Toronto and Beyond

The recently concluded Toronto Film Festival is amongst the world’s major film festivals worth attending in terms of prestige, prominence and film sales.    Toronto International Film Festival (TIFF) has become an essential stops in the march toward Awards Season with many films using the festival as their major release. With easy flights from Hollywood or New York to Toronto, the festival has become – with Indie Sundance – the two most important film festivals in North America.   The good part is that Toronto features both emerging filmmakers as well as established (and over the hill) filmmakers too.   Many films come right from their premieres in the Venice film festival too.  The Festival Trifecta on the calendar is the Venice-Toronto-Telluride run to really ramp up the publicity for one’s film.

Toronto Tone

From several reliable sources, the festival buyer’s are becoming more and more selective in their purchases.  The “A” list films are well-received and sought after.  Films perceived in the “B” category are falling off – or are not selling at all.  And the “A” list films are farther and fewer between for High Quality talent with great storylines.   The usual “B” actors in the “B” list films like the Alec Baldwins, etc., aren’t attracting strong buys.  This shift was very noticeable from the Cannes Film Festival into the Toronto film festival.

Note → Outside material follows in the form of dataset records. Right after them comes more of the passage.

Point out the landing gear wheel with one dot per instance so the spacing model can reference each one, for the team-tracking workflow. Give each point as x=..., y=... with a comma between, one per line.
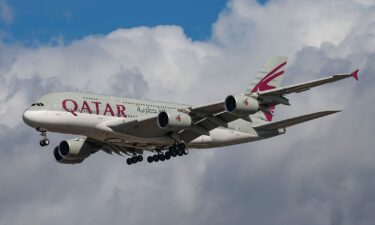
x=181, y=146
x=155, y=158
x=167, y=155
x=134, y=159
x=44, y=142
x=180, y=152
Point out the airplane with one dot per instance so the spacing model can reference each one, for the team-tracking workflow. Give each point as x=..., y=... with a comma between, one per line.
x=130, y=127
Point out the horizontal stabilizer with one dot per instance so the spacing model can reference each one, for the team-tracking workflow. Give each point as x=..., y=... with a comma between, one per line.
x=294, y=121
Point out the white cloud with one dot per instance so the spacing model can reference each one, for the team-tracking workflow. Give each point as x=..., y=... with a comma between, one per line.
x=6, y=13
x=317, y=173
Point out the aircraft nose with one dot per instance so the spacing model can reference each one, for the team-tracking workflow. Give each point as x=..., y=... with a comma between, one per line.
x=29, y=117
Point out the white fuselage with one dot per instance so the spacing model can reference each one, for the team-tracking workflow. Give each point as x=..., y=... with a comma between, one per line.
x=80, y=119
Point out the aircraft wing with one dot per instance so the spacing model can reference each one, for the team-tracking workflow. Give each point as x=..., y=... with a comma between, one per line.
x=204, y=118
x=275, y=96
x=293, y=121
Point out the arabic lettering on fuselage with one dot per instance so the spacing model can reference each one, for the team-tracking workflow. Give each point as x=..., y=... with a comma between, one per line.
x=73, y=107
x=147, y=109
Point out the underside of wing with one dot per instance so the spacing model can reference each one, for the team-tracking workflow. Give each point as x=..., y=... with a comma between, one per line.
x=276, y=96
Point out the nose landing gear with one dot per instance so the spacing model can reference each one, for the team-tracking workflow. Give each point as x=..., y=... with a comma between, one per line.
x=43, y=133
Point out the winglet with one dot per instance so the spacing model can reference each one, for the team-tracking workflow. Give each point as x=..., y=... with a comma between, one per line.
x=355, y=74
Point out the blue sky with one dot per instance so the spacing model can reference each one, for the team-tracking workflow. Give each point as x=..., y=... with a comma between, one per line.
x=41, y=20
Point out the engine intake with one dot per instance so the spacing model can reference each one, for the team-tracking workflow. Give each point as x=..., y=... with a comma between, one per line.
x=72, y=151
x=241, y=105
x=173, y=120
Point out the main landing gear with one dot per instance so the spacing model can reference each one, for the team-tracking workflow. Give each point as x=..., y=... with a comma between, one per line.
x=43, y=133
x=174, y=150
x=134, y=159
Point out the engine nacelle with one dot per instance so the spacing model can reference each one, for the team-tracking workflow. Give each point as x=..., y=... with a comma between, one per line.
x=72, y=151
x=173, y=120
x=241, y=105
x=59, y=158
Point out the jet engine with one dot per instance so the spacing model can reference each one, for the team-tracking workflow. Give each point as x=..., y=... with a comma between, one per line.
x=173, y=120
x=241, y=105
x=72, y=151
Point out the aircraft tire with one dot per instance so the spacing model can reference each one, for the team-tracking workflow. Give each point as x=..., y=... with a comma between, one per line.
x=155, y=158
x=134, y=159
x=167, y=155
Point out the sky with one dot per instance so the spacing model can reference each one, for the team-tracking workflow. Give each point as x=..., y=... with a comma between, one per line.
x=321, y=172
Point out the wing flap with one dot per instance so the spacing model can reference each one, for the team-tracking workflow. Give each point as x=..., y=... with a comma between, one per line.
x=293, y=121
x=297, y=88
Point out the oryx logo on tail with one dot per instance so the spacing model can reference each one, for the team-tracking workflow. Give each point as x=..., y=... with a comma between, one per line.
x=263, y=84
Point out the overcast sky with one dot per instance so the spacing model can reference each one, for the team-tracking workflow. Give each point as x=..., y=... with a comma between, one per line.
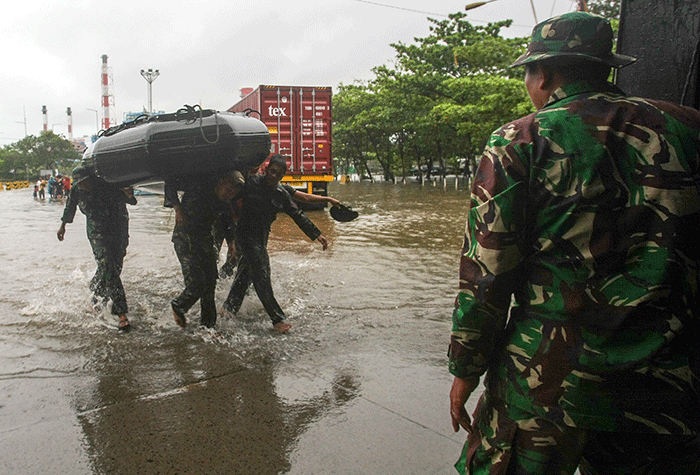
x=205, y=50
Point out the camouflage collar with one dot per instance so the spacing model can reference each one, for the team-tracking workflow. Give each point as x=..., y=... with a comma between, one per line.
x=581, y=87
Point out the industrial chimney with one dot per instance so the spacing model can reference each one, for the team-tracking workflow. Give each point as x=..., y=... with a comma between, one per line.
x=70, y=123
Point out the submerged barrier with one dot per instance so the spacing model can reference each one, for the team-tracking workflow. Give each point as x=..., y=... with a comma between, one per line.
x=13, y=185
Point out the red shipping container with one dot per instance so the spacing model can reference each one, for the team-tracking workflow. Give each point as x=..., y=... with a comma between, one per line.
x=299, y=119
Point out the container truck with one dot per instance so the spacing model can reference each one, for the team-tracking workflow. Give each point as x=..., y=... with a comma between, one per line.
x=299, y=119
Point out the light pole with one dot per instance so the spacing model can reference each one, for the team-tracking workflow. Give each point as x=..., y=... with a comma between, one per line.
x=97, y=120
x=150, y=76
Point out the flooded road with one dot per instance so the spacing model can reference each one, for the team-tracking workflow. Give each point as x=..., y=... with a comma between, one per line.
x=359, y=385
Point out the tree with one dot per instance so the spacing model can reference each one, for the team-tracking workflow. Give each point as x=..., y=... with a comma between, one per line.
x=31, y=154
x=609, y=9
x=444, y=95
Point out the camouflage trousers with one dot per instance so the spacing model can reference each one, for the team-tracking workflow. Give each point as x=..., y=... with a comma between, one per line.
x=106, y=284
x=506, y=441
x=254, y=266
x=197, y=256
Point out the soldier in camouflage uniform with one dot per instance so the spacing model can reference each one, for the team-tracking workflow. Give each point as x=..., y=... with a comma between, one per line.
x=579, y=275
x=205, y=204
x=107, y=223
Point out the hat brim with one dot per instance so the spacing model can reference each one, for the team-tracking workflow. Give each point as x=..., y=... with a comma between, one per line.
x=614, y=60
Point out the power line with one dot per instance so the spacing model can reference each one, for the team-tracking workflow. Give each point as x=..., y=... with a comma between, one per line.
x=401, y=8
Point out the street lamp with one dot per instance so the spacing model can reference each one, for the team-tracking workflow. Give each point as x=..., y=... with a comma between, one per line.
x=150, y=76
x=97, y=120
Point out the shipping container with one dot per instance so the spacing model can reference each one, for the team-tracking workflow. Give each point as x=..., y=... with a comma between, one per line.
x=299, y=119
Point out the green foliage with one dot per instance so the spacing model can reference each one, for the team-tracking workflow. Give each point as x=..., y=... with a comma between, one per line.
x=31, y=154
x=609, y=9
x=439, y=103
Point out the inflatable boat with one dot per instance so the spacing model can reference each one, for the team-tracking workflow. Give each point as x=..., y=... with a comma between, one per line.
x=183, y=145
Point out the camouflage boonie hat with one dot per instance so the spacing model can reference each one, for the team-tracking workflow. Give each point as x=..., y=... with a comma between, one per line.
x=79, y=174
x=576, y=34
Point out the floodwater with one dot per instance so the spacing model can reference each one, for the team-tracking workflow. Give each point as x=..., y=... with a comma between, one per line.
x=359, y=385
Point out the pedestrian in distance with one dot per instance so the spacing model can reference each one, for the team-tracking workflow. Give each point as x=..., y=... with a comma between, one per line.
x=579, y=275
x=107, y=225
x=262, y=198
x=205, y=208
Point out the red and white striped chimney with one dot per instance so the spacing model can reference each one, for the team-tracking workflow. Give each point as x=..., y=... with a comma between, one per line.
x=106, y=121
x=45, y=113
x=70, y=123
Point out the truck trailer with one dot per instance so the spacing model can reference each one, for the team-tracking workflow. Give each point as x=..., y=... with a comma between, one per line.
x=299, y=119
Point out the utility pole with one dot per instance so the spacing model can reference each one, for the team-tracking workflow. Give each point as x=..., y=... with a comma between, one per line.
x=150, y=76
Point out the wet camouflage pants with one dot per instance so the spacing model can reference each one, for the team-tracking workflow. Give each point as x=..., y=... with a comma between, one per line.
x=525, y=445
x=197, y=256
x=254, y=266
x=106, y=283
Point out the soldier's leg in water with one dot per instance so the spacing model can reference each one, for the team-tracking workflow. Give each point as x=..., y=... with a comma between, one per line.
x=238, y=287
x=193, y=275
x=208, y=265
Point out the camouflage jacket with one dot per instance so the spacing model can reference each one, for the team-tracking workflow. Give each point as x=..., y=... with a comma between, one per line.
x=104, y=207
x=580, y=267
x=202, y=210
x=259, y=209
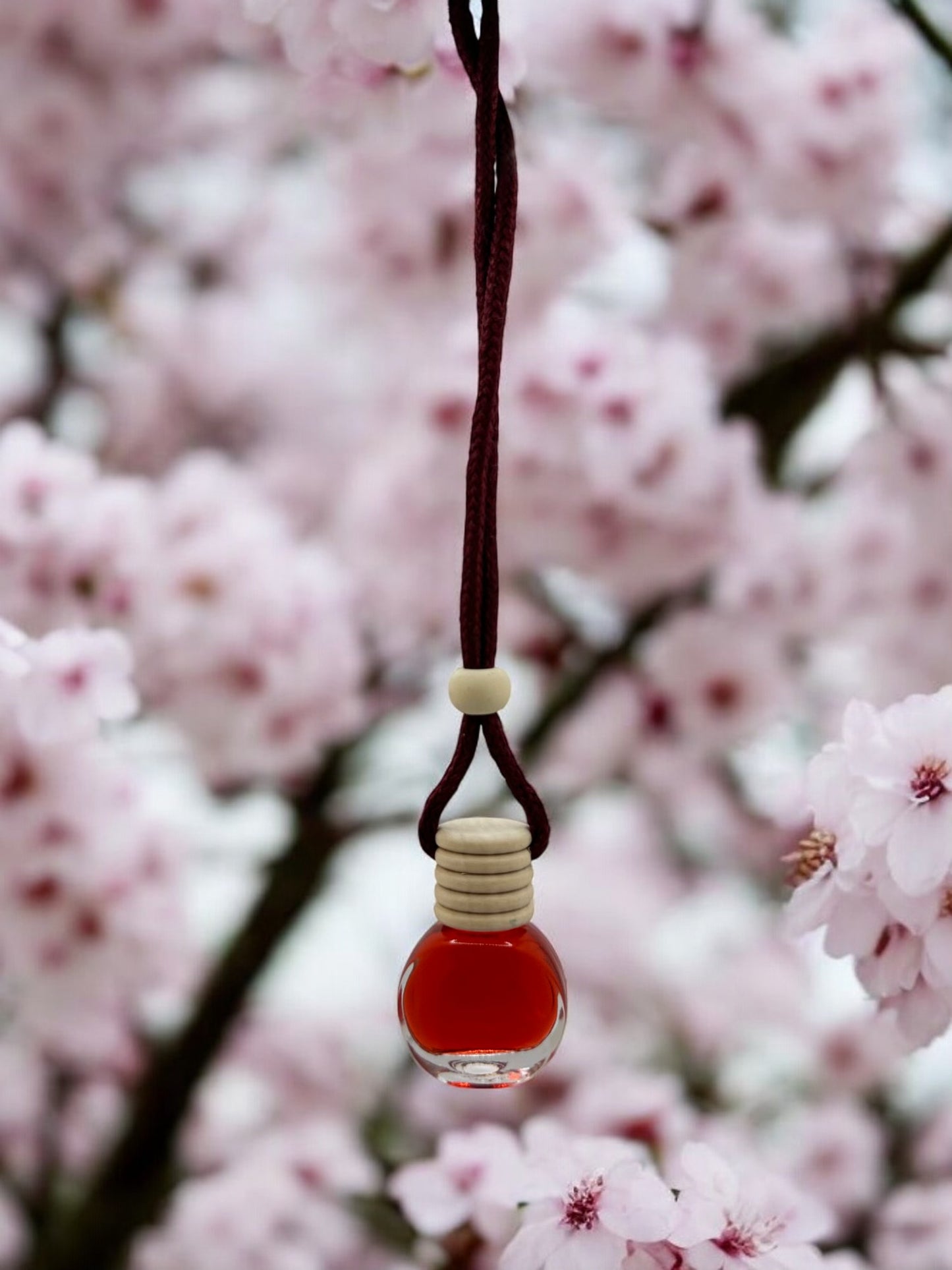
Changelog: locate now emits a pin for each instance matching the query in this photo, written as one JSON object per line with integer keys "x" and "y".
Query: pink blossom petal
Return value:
{"x": 636, "y": 1204}
{"x": 919, "y": 850}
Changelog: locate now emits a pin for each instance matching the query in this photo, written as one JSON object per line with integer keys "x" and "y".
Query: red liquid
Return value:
{"x": 474, "y": 992}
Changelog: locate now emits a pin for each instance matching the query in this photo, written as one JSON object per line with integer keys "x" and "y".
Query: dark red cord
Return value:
{"x": 497, "y": 198}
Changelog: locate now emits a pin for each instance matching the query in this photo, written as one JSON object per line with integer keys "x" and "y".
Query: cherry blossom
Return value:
{"x": 476, "y": 1176}
{"x": 727, "y": 1219}
{"x": 589, "y": 1197}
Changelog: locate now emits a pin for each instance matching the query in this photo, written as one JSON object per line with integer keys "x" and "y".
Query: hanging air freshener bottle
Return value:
{"x": 483, "y": 996}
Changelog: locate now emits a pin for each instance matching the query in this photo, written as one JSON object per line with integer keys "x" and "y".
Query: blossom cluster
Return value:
{"x": 600, "y": 1203}
{"x": 876, "y": 870}
{"x": 242, "y": 637}
{"x": 89, "y": 878}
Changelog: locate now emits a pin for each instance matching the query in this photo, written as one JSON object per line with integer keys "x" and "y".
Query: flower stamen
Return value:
{"x": 814, "y": 851}
{"x": 928, "y": 782}
{"x": 582, "y": 1204}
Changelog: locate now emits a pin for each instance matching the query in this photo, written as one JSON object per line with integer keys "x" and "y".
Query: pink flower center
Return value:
{"x": 749, "y": 1238}
{"x": 928, "y": 780}
{"x": 75, "y": 679}
{"x": 582, "y": 1204}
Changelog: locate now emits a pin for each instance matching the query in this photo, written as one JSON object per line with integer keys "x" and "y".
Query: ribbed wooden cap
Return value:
{"x": 484, "y": 874}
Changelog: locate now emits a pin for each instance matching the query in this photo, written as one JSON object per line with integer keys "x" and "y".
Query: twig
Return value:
{"x": 135, "y": 1180}
{"x": 938, "y": 42}
{"x": 781, "y": 395}
{"x": 52, "y": 333}
{"x": 575, "y": 686}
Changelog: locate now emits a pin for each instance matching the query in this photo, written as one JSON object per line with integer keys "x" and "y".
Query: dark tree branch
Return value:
{"x": 136, "y": 1179}
{"x": 576, "y": 683}
{"x": 56, "y": 375}
{"x": 134, "y": 1184}
{"x": 781, "y": 395}
{"x": 937, "y": 40}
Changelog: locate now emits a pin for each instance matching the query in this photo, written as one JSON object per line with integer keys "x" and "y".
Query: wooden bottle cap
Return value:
{"x": 484, "y": 874}
{"x": 484, "y": 884}
{"x": 484, "y": 836}
{"x": 471, "y": 865}
{"x": 484, "y": 921}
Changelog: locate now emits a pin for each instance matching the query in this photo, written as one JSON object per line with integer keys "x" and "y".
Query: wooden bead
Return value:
{"x": 480, "y": 693}
{"x": 484, "y": 836}
{"x": 457, "y": 863}
{"x": 484, "y": 884}
{"x": 464, "y": 904}
{"x": 484, "y": 921}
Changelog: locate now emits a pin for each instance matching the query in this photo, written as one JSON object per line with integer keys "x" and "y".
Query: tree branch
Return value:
{"x": 576, "y": 683}
{"x": 41, "y": 405}
{"x": 781, "y": 395}
{"x": 136, "y": 1179}
{"x": 938, "y": 42}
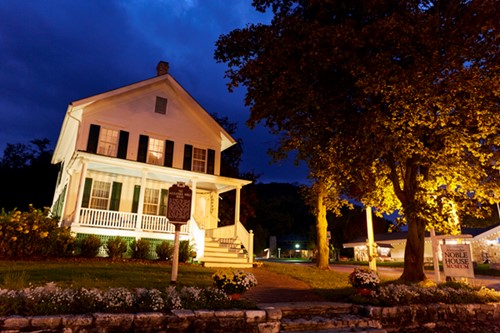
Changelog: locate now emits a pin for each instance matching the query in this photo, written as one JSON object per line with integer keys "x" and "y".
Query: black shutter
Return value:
{"x": 135, "y": 200}
{"x": 211, "y": 161}
{"x": 116, "y": 192}
{"x": 142, "y": 153}
{"x": 122, "y": 145}
{"x": 86, "y": 193}
{"x": 169, "y": 153}
{"x": 188, "y": 156}
{"x": 93, "y": 138}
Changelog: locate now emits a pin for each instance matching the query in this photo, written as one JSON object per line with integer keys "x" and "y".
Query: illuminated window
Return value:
{"x": 99, "y": 198}
{"x": 155, "y": 151}
{"x": 161, "y": 105}
{"x": 151, "y": 201}
{"x": 108, "y": 142}
{"x": 199, "y": 159}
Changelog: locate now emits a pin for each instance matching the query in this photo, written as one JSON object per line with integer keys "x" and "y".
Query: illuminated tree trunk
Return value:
{"x": 414, "y": 252}
{"x": 321, "y": 230}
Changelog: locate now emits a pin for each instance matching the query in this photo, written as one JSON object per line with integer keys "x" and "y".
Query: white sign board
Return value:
{"x": 457, "y": 260}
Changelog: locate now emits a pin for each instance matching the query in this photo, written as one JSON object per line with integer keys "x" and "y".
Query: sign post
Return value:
{"x": 178, "y": 213}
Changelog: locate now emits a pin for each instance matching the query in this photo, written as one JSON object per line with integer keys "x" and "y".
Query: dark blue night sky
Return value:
{"x": 53, "y": 52}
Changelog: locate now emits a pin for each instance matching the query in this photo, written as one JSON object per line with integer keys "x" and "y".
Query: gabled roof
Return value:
{"x": 74, "y": 111}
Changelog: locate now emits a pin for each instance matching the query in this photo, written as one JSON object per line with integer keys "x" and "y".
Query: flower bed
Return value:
{"x": 234, "y": 282}
{"x": 363, "y": 278}
{"x": 50, "y": 299}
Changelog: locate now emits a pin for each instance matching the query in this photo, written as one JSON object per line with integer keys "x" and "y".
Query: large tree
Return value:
{"x": 394, "y": 103}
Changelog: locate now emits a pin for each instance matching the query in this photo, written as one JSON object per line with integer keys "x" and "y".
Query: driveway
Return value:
{"x": 492, "y": 282}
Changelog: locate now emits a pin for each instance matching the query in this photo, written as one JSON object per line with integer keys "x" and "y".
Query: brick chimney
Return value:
{"x": 162, "y": 68}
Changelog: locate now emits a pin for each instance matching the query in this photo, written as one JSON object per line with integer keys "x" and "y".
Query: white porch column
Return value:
{"x": 237, "y": 209}
{"x": 193, "y": 200}
{"x": 83, "y": 175}
{"x": 140, "y": 207}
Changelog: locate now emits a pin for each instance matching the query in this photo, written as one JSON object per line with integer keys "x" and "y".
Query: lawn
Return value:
{"x": 104, "y": 273}
{"x": 100, "y": 273}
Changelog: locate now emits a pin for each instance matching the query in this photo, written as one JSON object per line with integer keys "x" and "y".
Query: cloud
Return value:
{"x": 53, "y": 52}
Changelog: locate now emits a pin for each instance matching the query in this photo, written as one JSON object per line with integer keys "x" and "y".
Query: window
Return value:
{"x": 199, "y": 159}
{"x": 155, "y": 151}
{"x": 99, "y": 198}
{"x": 108, "y": 142}
{"x": 161, "y": 105}
{"x": 151, "y": 201}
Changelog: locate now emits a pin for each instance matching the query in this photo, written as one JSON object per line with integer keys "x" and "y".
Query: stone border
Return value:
{"x": 465, "y": 317}
{"x": 264, "y": 321}
{"x": 269, "y": 320}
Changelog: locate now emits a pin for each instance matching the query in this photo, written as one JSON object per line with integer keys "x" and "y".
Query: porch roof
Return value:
{"x": 119, "y": 166}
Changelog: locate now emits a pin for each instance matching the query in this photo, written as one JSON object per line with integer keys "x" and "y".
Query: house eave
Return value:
{"x": 173, "y": 175}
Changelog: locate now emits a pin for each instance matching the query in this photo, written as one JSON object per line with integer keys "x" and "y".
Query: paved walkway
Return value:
{"x": 275, "y": 288}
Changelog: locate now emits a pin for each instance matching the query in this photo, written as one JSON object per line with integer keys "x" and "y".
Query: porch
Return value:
{"x": 228, "y": 246}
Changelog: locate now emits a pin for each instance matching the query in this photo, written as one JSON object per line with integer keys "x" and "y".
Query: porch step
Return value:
{"x": 224, "y": 253}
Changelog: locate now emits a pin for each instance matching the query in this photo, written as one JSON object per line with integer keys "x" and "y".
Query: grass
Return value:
{"x": 101, "y": 274}
{"x": 330, "y": 285}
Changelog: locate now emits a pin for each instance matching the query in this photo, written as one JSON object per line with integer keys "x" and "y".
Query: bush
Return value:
{"x": 116, "y": 247}
{"x": 186, "y": 251}
{"x": 165, "y": 250}
{"x": 140, "y": 249}
{"x": 60, "y": 243}
{"x": 31, "y": 234}
{"x": 89, "y": 246}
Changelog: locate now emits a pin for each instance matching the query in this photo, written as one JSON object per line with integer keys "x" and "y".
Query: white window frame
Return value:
{"x": 108, "y": 142}
{"x": 156, "y": 151}
{"x": 100, "y": 195}
{"x": 151, "y": 201}
{"x": 199, "y": 160}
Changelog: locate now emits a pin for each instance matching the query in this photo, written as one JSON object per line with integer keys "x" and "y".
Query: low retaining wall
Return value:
{"x": 433, "y": 317}
{"x": 176, "y": 321}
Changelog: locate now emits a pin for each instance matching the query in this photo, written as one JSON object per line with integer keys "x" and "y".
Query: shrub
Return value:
{"x": 60, "y": 243}
{"x": 115, "y": 247}
{"x": 234, "y": 282}
{"x": 186, "y": 251}
{"x": 140, "y": 248}
{"x": 165, "y": 250}
{"x": 364, "y": 278}
{"x": 89, "y": 246}
{"x": 32, "y": 233}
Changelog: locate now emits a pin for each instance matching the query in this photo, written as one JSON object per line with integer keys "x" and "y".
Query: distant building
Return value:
{"x": 485, "y": 245}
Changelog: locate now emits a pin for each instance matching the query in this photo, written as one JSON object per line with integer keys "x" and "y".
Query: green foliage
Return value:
{"x": 89, "y": 246}
{"x": 165, "y": 250}
{"x": 140, "y": 248}
{"x": 397, "y": 294}
{"x": 32, "y": 234}
{"x": 392, "y": 105}
{"x": 186, "y": 251}
{"x": 27, "y": 175}
{"x": 116, "y": 247}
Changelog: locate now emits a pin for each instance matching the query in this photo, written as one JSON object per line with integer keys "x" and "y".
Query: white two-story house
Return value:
{"x": 121, "y": 151}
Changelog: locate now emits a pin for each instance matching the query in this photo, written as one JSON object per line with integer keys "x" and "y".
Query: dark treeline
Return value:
{"x": 27, "y": 176}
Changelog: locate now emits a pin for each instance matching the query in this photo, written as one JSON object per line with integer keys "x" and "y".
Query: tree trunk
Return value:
{"x": 323, "y": 261}
{"x": 414, "y": 252}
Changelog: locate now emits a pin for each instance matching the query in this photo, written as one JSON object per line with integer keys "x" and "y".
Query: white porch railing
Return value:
{"x": 128, "y": 221}
{"x": 235, "y": 231}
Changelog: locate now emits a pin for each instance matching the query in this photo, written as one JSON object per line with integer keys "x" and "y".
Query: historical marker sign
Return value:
{"x": 179, "y": 203}
{"x": 457, "y": 260}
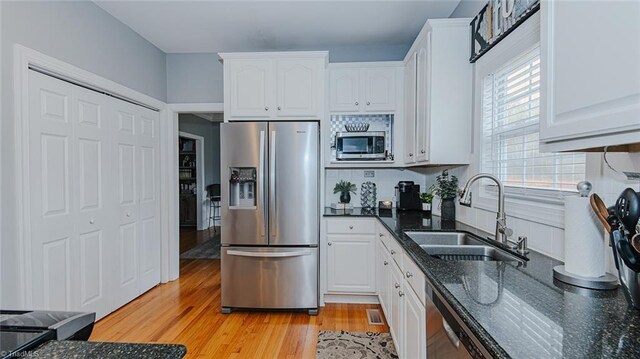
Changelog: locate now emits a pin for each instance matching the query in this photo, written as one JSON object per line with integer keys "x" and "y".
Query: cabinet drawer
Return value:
{"x": 414, "y": 277}
{"x": 350, "y": 225}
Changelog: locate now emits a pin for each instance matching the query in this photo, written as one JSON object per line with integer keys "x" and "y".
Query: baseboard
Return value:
{"x": 351, "y": 298}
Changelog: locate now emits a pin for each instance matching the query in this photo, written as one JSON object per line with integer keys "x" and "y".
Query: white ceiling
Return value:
{"x": 227, "y": 26}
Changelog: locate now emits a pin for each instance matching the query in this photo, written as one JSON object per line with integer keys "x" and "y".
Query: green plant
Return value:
{"x": 344, "y": 186}
{"x": 446, "y": 186}
{"x": 426, "y": 197}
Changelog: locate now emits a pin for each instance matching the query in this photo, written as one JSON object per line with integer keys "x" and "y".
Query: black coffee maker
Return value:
{"x": 408, "y": 196}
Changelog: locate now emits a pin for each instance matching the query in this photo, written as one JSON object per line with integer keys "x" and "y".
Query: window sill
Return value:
{"x": 547, "y": 211}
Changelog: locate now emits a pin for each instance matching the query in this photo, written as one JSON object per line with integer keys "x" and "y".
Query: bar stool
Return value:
{"x": 213, "y": 192}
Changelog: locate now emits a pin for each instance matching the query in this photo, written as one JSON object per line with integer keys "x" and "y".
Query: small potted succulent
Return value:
{"x": 427, "y": 199}
{"x": 446, "y": 187}
{"x": 345, "y": 189}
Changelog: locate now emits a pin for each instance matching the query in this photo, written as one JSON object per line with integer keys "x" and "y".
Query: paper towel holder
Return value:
{"x": 604, "y": 282}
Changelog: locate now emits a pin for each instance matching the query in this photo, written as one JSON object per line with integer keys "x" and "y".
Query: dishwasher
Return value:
{"x": 447, "y": 336}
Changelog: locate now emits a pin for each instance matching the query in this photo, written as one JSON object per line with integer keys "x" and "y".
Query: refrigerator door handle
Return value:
{"x": 273, "y": 210}
{"x": 261, "y": 179}
{"x": 269, "y": 254}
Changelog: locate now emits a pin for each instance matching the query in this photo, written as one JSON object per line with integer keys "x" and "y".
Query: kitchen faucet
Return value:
{"x": 502, "y": 231}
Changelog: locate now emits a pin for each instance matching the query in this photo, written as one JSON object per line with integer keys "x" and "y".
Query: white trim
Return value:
{"x": 200, "y": 193}
{"x": 23, "y": 58}
{"x": 171, "y": 200}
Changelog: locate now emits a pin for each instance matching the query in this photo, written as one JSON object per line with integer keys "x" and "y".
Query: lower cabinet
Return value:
{"x": 398, "y": 296}
{"x": 351, "y": 263}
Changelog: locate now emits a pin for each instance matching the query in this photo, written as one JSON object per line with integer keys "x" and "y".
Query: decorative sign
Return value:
{"x": 495, "y": 21}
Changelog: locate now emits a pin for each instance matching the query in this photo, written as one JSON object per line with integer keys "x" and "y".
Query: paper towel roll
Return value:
{"x": 583, "y": 239}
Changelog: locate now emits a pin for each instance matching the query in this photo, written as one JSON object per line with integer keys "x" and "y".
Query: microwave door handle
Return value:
{"x": 261, "y": 178}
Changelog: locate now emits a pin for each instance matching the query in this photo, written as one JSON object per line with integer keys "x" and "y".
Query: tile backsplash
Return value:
{"x": 385, "y": 180}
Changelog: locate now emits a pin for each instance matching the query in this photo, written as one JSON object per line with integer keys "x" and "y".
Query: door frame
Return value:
{"x": 170, "y": 209}
{"x": 23, "y": 59}
{"x": 201, "y": 199}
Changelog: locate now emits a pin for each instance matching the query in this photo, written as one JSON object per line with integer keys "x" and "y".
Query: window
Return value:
{"x": 510, "y": 115}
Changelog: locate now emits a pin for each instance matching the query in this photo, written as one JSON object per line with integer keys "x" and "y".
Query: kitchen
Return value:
{"x": 313, "y": 146}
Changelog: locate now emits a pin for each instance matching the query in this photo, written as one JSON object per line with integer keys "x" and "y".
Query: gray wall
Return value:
{"x": 211, "y": 133}
{"x": 468, "y": 8}
{"x": 79, "y": 33}
{"x": 194, "y": 78}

Sales agents going into a major sales have a film with two columns.  One is “Ask” – the amount that you are asking for the rights to the film in a given territory.  The second column is “Take” – the minimum amount accepted for the film’s rights.   So, for example, a film would Ask for $1,000,000 for the film – all rights including theatrical, DVD, SVOD, TV etc., – for Germany.  But the “Take” might be $800,000 or $700,000.  It’s human negotiations at their most basic, like haggling over rugs for the last 10,000 years.  In this case, it just happens to be films.

Lower Sales, Too Much Content

In numerous cases, many films had to take much less than their “Take” to make a sales.  Like 30-40-50% less than their “Take”.  Since many films are counting on sales to either boost their companies or complete the film’s financing or reduce the equity exposure, this reduced sale is a financial disaster for films.   A key strategy in is recognizing that the market is changing.  Rapidly.

Changing Landscape

A number of factors are contributing to this market shift IMO:

Rise of SVOD

Audience shift in behavior (binge-watching; avoiding theaters and favoring streaming, etc.,

Increased American production costs – union costs and bureacratic film structures

Access to Technology – digital (vs. costly film) has only increased talent pools of skills and more content.


The next big market is the American Film Market where the “A” titles will sell, but I think the “B” titles (not to mention the “C” titles) will crash through the floor.